PENHOLD – It was a great day for Skateboard Day in Penhold.
Members and volunteers with the Penhold Optimist Skatepark Committee held a fundraiser at Penhold Crossing Secondary School on June 1.
The free event included a skateboard, bike and scooter-a-thon, skateboarding demonstrations, lessons and a barbecue.
All money raised is going to the Penhold Optimist Skatepark project.
"We asked kids at the schools to get sponsors to challenge them on how many times they can go around the bus loop," said Brenda Mahoney, skatepark chair. "We do want to have our skatepark completed in the next few years.”
Joining the committee on June 1 was Industry Skate and Snow from Red Deer and the Central Alberta Skateboard Association (CASA), who were on hand providing demonstrations and safety tips on skateboarding.

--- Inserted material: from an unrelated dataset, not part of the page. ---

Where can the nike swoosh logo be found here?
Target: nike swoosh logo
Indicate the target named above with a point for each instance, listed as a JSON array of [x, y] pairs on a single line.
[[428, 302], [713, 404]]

"They will be teaching kids how to ride a skateboard, what the benefits are and how great it is," said Mahoney, noting kids and families were out from Penhold, Red Deer, Innisfail and surrounding communities. "They want to come and have a great time, help us and support us to get this skatepark done."

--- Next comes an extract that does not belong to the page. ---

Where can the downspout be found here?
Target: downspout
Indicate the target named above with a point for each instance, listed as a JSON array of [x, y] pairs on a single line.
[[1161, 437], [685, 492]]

Mahoney noted the progress on Penhold's skatepark is slow but steady.
"It's just (raising) the money so that we can apply for the matching grants. We're over a third of the way there," she said, noting the target of $300,000.

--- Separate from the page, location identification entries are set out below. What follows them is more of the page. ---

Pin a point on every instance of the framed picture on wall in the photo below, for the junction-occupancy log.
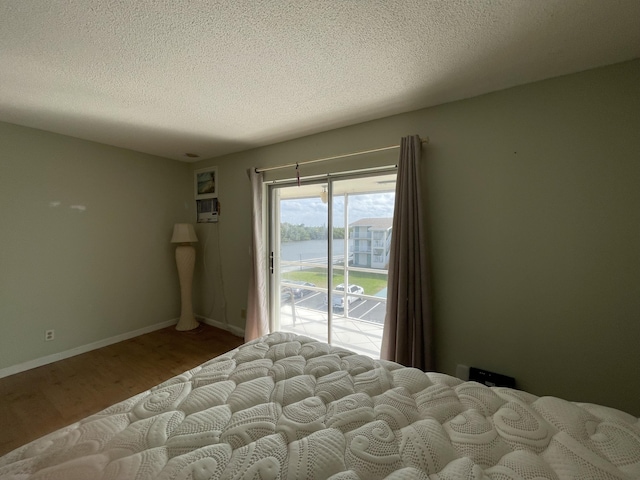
(206, 183)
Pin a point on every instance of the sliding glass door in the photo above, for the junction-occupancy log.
(330, 242)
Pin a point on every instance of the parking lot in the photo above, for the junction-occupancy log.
(367, 309)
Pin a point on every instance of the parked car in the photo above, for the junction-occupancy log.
(338, 299)
(299, 291)
(286, 295)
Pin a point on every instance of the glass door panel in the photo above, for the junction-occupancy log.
(299, 238)
(339, 228)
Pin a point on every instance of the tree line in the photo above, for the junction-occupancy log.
(299, 233)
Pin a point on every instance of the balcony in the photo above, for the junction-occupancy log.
(359, 336)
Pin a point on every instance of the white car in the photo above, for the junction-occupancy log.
(338, 299)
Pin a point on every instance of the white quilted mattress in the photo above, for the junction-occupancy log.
(285, 407)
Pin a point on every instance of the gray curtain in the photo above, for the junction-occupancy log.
(257, 323)
(407, 335)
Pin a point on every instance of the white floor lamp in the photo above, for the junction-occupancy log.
(184, 234)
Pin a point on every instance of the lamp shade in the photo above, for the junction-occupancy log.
(183, 233)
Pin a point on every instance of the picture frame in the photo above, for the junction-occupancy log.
(205, 183)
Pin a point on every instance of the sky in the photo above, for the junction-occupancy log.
(311, 212)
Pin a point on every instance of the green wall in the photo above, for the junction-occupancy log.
(84, 241)
(534, 219)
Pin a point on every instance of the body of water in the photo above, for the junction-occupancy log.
(309, 249)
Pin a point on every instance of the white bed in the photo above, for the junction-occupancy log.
(286, 406)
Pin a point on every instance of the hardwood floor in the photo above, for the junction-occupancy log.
(42, 400)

Tyson Shewchuk, 20, of Penhold is an avid skateboarder who was out supporting the fundraiser. He is looking forward to Penhold getting its own skatepark one day soon.
"I definitely think it's a good place (for kids) to get together," said Shewchuk. "Skateboarding has taught me a lot of discipline and commitment, so having a skatepark here would be (great for kids) to go and learn new things.
"It would be a really good thing for the community," he added.
Paul Peters, with CASA, said the organization began about three years ago and advocates for more opportunities for kids to skateboard and provides programming at schools and in the community.
"It would be nice to see a skateboard park for those kids that maybe don't play hockey or organized sports or can't afford them," said Peters. "It's nice for the kids at the schools to have something to do too. It's a really accessible sport."